Der australische Bundesstaat legt eine neue Strategie vor, um Genehmigungen zu beschleunigen und die heimische Weiterverarbeitung auszubauen.
Der australische Bundesstaat Queensland hat mit „Delivering Queensland’s Critical Minerals Future 2026–30“ einen neuen Fahrplan für seinen Sektor für kritische Rohstoffe vorgelegt. Projekte sollen schneller von der Exploration zur Produktion gelangen, um vor allem kleinere Bergbauunternehmen bei Kosten und Risiken zu entlasten. Zugleich sollen die Kapazitäten entlang der gesamten Wertschöpfungskette wachsen.
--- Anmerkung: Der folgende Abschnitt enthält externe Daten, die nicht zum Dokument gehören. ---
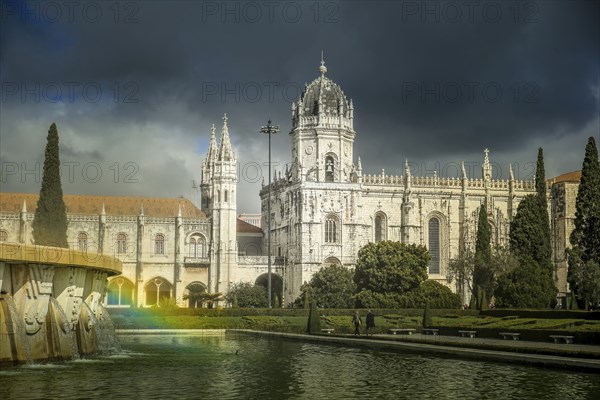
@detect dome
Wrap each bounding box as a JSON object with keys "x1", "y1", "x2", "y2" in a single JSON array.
[{"x1": 300, "y1": 65, "x2": 349, "y2": 117}]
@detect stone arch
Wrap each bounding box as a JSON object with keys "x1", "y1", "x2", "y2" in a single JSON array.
[
  {"x1": 254, "y1": 273, "x2": 283, "y2": 307},
  {"x1": 323, "y1": 151, "x2": 340, "y2": 182},
  {"x1": 104, "y1": 276, "x2": 135, "y2": 308},
  {"x1": 184, "y1": 281, "x2": 208, "y2": 308},
  {"x1": 185, "y1": 231, "x2": 208, "y2": 258},
  {"x1": 323, "y1": 213, "x2": 342, "y2": 243},
  {"x1": 144, "y1": 276, "x2": 173, "y2": 307},
  {"x1": 323, "y1": 256, "x2": 342, "y2": 267}
]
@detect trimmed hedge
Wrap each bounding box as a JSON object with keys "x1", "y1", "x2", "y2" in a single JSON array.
[
  {"x1": 107, "y1": 308, "x2": 482, "y2": 317},
  {"x1": 481, "y1": 308, "x2": 600, "y2": 321}
]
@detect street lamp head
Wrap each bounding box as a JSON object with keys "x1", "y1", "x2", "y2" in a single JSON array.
[{"x1": 260, "y1": 120, "x2": 279, "y2": 135}]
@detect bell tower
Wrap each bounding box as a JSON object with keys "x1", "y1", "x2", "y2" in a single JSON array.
[{"x1": 290, "y1": 55, "x2": 356, "y2": 182}]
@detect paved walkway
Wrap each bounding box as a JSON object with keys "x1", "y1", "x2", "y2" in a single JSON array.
[{"x1": 227, "y1": 329, "x2": 600, "y2": 372}]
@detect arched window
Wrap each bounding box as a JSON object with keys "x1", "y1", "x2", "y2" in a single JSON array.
[
  {"x1": 325, "y1": 156, "x2": 335, "y2": 182},
  {"x1": 117, "y1": 233, "x2": 127, "y2": 254},
  {"x1": 373, "y1": 212, "x2": 387, "y2": 243},
  {"x1": 428, "y1": 218, "x2": 440, "y2": 274},
  {"x1": 77, "y1": 232, "x2": 87, "y2": 251},
  {"x1": 325, "y1": 215, "x2": 338, "y2": 243},
  {"x1": 189, "y1": 234, "x2": 204, "y2": 258},
  {"x1": 154, "y1": 233, "x2": 165, "y2": 254},
  {"x1": 106, "y1": 277, "x2": 133, "y2": 307},
  {"x1": 146, "y1": 278, "x2": 171, "y2": 306}
]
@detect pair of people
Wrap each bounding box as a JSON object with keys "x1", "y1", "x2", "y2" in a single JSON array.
[{"x1": 352, "y1": 310, "x2": 375, "y2": 336}]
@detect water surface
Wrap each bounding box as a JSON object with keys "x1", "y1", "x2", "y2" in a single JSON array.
[{"x1": 0, "y1": 335, "x2": 600, "y2": 400}]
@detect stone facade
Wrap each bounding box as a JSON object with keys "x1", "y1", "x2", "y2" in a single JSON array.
[
  {"x1": 260, "y1": 63, "x2": 577, "y2": 301},
  {"x1": 0, "y1": 64, "x2": 581, "y2": 306}
]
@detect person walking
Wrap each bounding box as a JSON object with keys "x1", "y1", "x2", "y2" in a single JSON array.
[
  {"x1": 352, "y1": 310, "x2": 362, "y2": 336},
  {"x1": 365, "y1": 310, "x2": 375, "y2": 336}
]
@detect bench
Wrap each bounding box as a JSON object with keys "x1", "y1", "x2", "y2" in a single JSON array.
[
  {"x1": 499, "y1": 332, "x2": 521, "y2": 340},
  {"x1": 550, "y1": 335, "x2": 575, "y2": 344},
  {"x1": 389, "y1": 328, "x2": 416, "y2": 335}
]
Eine Grundlage bilden hier bestehende Anlagen wie die Zinkraffinerie in Townsville, die Kupferhütte in Mount Isa und die Kupferraffinerie in Townsville. Queensland will auch internationale Partnerschaften ausbauen und mehr Kapital aus den USA, der Europäischen Union, Japan und Südkorea anziehen. Finanziell flankiert wird die Strategie durch ein im Haushalt vorgesehenes Paket in Höhe von umgerechnet rund 101 Millionen US-Dollar.
Große und teils noch ungenutzte Rohstoffvorkommen
Queensland fördert bereits unter anderem Kupfer, Zink, Blei, Silber, Wolfram und Bauxit. Nach Einschätzung der Regierung verfügt der Bundesstaat auch über weltweit bedeutende Vorkommen von Seltenen Erden, Gallium und Germanium, kommerziell gewonnen werden diese Rohstoffe jedoch noch nicht. Neben der Förderung stellt vor allem die Weiterverarbeitung zahlreicher kritischer Mineralien einen Engpass dar, da China insbesondere diese Stufe der Wertschöpfungskette seit Jahrzehnten dominiert.
Zu den wichtigsten Vorhaben in Queensland zählt das Sandy-Mitchell-Projekt von Ark Mines im Norden des Bundesstaates. Die Mineralsandlagerstätte enthält unter anderem schwere und leichte Seltene Erden. Ebenfalls im Norden entwickelt Iltani Resources das Herberton-Projekt mit der Silber-Indium-Lagerstätte Orient. Bislang wird Indium weder in Queensland noch in anderen Teilen Australiens kommerziell produziert.
In Brisbane will RZ Resources eine frühere Mineralsandaufbereitungsanlage modernisieren, um künftig neben Titan- und Zirkonprodukten auch Seltenerdkonzentrate zu produzieren. Ein Teil der Kapazität soll anderen australischen Rohstoffunternehmen offenstehen.
Verarbeitungskapazitäten für mehrere Unternehmen
Ein ähnliches Modell verfolgt die Regierung mit der Queensland Resources Common User Facility in Townsville, die ebenfalls von verschiedenen Akteuren genutzt werden soll. 2023 nahm die Planung der Anlage konkretere Formen an (wir berichteten), inzwischen ist der Bau abgeschlossen. Mit dem australischen Rohstoff- und Batteriematerialentwickler Vecco steht der erste Nutzer fest, der Betrieb soll noch 2026 beginnen. Der Schwerpunkt liegt zunächst auf Vanadium, eine Erweiterung auf andere kritische Mineralien wie Kobalt und Seltene Erden soll möglich sein.